Bear Bites Alaskan Woman’s Bottom in Backcountry Outhouse

Bear Bites Alaskan Woman’s Bottom in Backcountry Outhouse

BY  AUTHOR OF THE REALBLOG WITH STEPHANIE MALLORY  

For Shannon Stevens, the toilet trouble wasn’t your average nighttime animal encounter

Encountering a critter during a nighttime trip to an outhouse isn’t all that unusual, but imagine getting bitten on the rear by a bear the moment you sat down to do your business.

That very thing happened to an Alaska woman last week when she used an outhouse in the backcountry and was attacked from below by a bear.

“I got out there and sat down on the toilet and immediately something bit my butt right as I sat down,” Shannon Stevens told The Associated Press. “I jumped up and I screamed when it happened.”

Stevens had joined her brother Erik and his girlfriend at his yurt located about 20 miles northwest of Haines, in Southeast Alaska.

When her brother heard her screaming, he went to the outhouse, about 150 feet away from the yurt, where he found Shannon tending to her wound. At first, they thought she’d been bitten by a small animal, like a squirrel or a mink. But when he peered down into the opening of the toilet under the light of his headlamp, he discovered a much larger creature.

“I opened the toilet seat and there’s just a bear face just right there at the level of the toilet seat, just looking right back up through the hole, right at me,” he said. “I just shut the lid as fast as I could. I said, ‘There’s a bear down there, we got to get out of here now. And we ran back to the yurt as fast as we could.”

When they returned to the yurt, they treated Shannon’s minor injury with a first-aid kit.

“It was bleeding, but it wasn’t super bad,” Shannon said.

The next morning, they discovered bear tracks all over the property, but no bear. “You could see them across the snow, coming up to the side of the outhouse,” she said.

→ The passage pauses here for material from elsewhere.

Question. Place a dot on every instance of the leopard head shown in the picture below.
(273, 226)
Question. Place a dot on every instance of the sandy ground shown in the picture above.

They said the bear most likely got inside the outhouse through an opening at the bottom of the back door.

“I expect it’s probably not that bad of a little den in the winter,” Shannon said.

Alaska Department of Fish and Game wildlife management biologist Carl Koch said according to the tracks he saw, it was most likely a black bear. Also, a neighbor living about a half-mile away sent him a photo of a black bear on her property two days later.

Erik says from now own, he’ll carry bear spray with him when going into the backcountry, and Shannon plans to take extra precautions as well.

“I’m just going to be better about looking inside the toilet before sitting down, for sure,” she said.